It's not only the physical routine that I cherish. My own Dartmouth routine also encompasses the intellectual challenges of the classroom and the new knowledge that I'm learning during the quarter -- all of it seems almost refreshing, even if presented and digested in a structured, routine manner. Of course, it's not an easy road that Dartmouth students walk. But, this road that we walk is still an immensely beneficial and mind-expanding one. At the end of the quarter when I have those precious one or two days to sit down and reflect on the term that has just passed, I'm always glad I traveled it.

Before I run the risk of sounding like a monotonous robot, however, I must say that I do find breaks in my routine important. I always try to take time out at the end of a day to think about the day. One of my resolutions for the new calendar year is to keep a daily diary of sorts in which I can jot down a few of my musings. Of course, doing random things with my friends is also always welcome and I jump at opportunities to take the occasional trek beyond the confines of Hanover. Planning events for my floor is fun and I've also decided that I'm going to write (not blitz) home more often.

Whatever my routine is, I've always felt that it's a signal to me that I've never fundamentally changed since I've come here.

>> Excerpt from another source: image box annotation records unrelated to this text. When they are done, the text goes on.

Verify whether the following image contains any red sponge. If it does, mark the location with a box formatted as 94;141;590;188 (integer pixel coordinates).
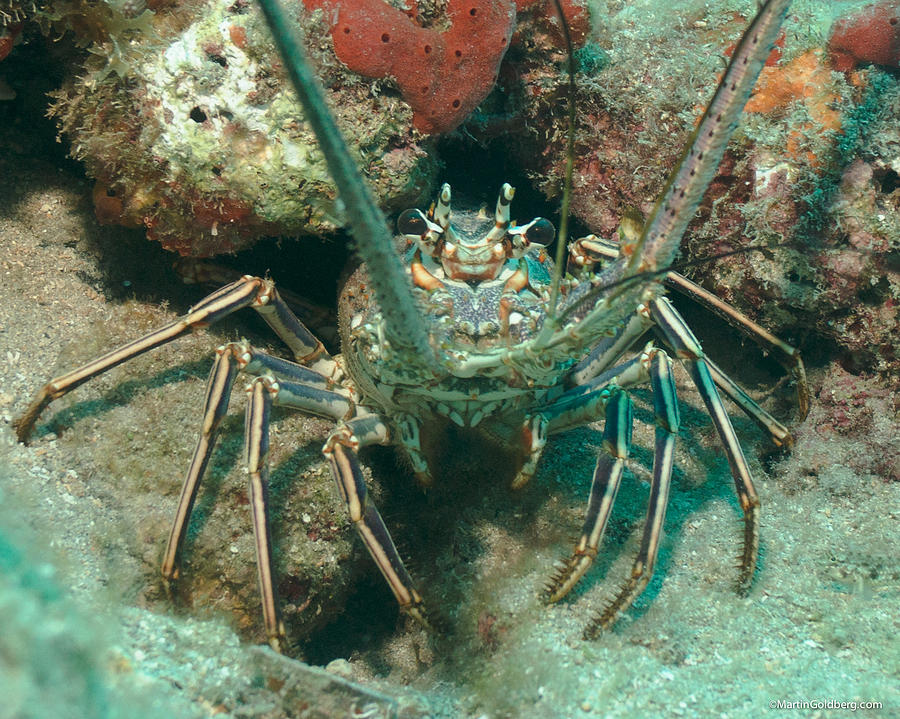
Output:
304;0;516;133
828;0;900;72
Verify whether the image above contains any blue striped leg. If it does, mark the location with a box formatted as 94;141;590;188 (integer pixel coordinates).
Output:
322;415;430;628
162;340;352;588
584;350;679;639
244;376;287;652
162;340;352;651
650;297;759;593
13;275;339;442
570;235;809;447
545;387;634;602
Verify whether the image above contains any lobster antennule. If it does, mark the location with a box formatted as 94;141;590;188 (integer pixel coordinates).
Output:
259;0;439;371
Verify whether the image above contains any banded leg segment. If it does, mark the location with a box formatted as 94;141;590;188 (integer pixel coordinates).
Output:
322;415;430;627
162;345;240;587
244;376;287;652
650;298;759;592
584;350;679;639
14;275;337;442
162;340;352;596
545;390;634;602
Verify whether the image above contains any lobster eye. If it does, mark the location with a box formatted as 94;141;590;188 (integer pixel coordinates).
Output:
397;210;428;237
524;217;556;247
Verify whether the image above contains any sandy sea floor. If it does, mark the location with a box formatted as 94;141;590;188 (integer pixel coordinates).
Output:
0;32;900;719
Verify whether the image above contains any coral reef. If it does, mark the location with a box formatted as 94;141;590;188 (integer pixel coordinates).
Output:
828;0;900;72
43;0;436;256
496;2;900;380
22;0;590;257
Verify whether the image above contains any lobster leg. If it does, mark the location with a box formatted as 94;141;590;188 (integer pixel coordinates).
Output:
14;275;337;442
162;340;352;600
322;415;430;627
244;376;287;652
545;390;634;602
570;235;809;430
650;298;759;592
584;350;679;639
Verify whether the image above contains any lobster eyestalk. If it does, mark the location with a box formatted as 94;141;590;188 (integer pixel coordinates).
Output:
253;0;439;371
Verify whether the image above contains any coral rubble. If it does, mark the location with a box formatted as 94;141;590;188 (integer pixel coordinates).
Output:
52;0;436;256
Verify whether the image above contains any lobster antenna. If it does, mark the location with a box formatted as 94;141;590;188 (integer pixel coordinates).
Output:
558;240;798;322
547;0;575;323
258;0;438;370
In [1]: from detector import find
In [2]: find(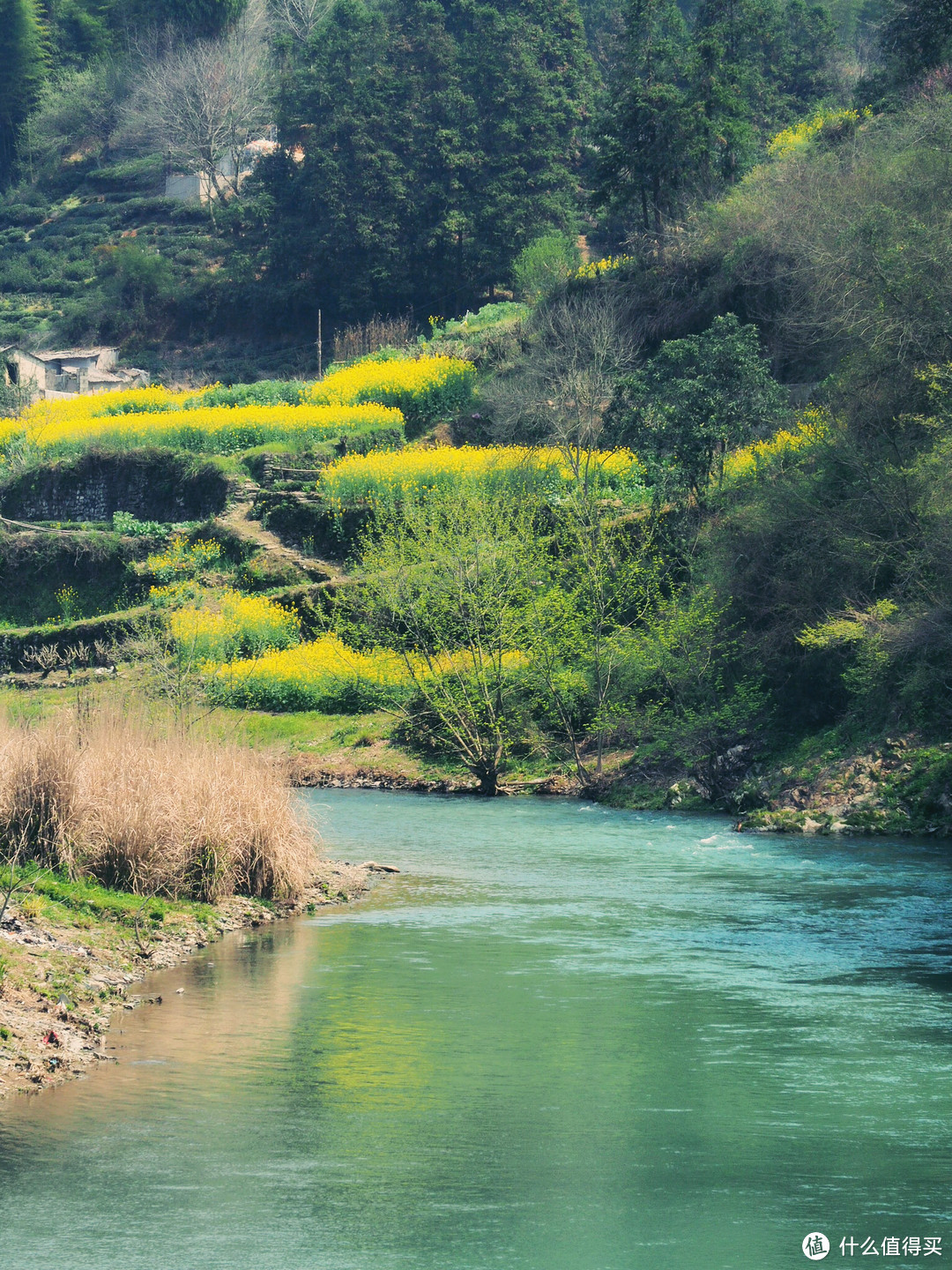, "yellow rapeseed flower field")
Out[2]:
[317,445,641,508]
[169,589,301,663]
[307,357,476,430]
[724,409,831,480]
[207,635,412,713]
[205,635,525,713]
[0,389,404,453]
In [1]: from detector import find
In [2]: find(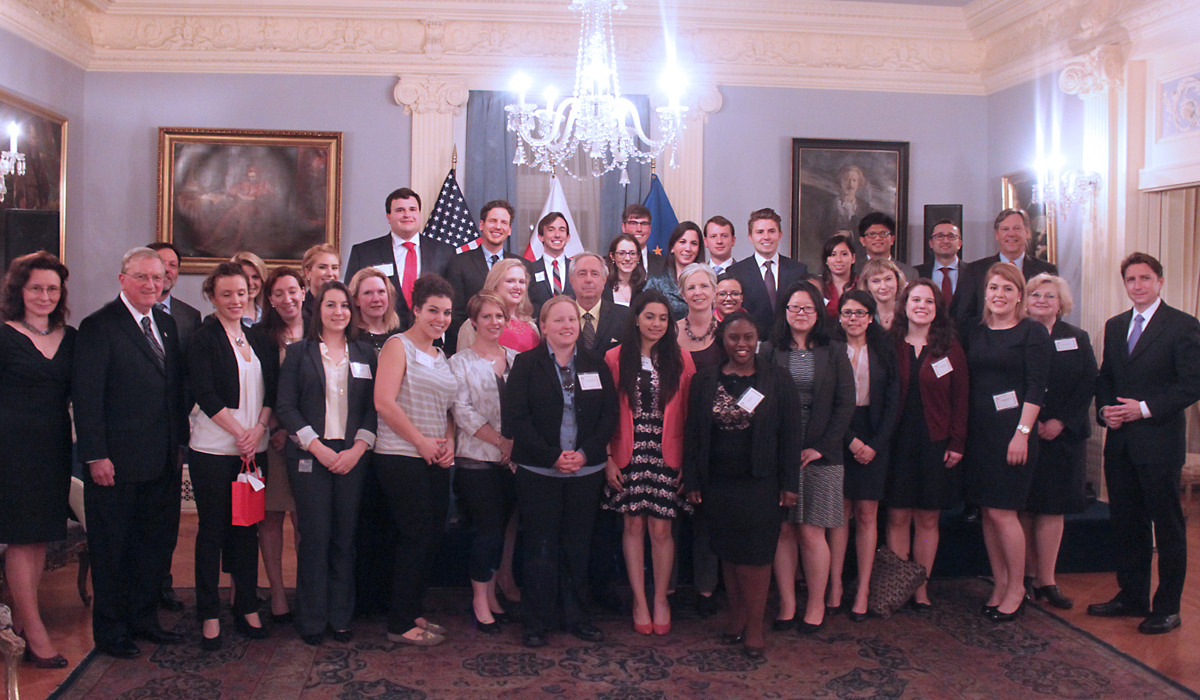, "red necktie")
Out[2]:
[400,240,416,309]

To be sure, I've undergone some minor adjustments in my perspective and general mode of thought, but I don't think I've really changed much at all. I still value the same qualities in both myself and in my close friends, I possess the same ideological slants and I conduct myself in pretty much the same manner as I did when I was in the army.

Personally, every term is an adventure for me -- spiritually, mentally and physically -- in all senses of the word. However, I find that it's always the internal constant (as manifested in my outward routine) that keeps me rooted in the middle of a turbulent quarter, and somehow that hasn't changed at all since I've been here. I wonder how much this applies to the rest of the people on campus -- have their Dartmouth experiences fundamentally altered them at all?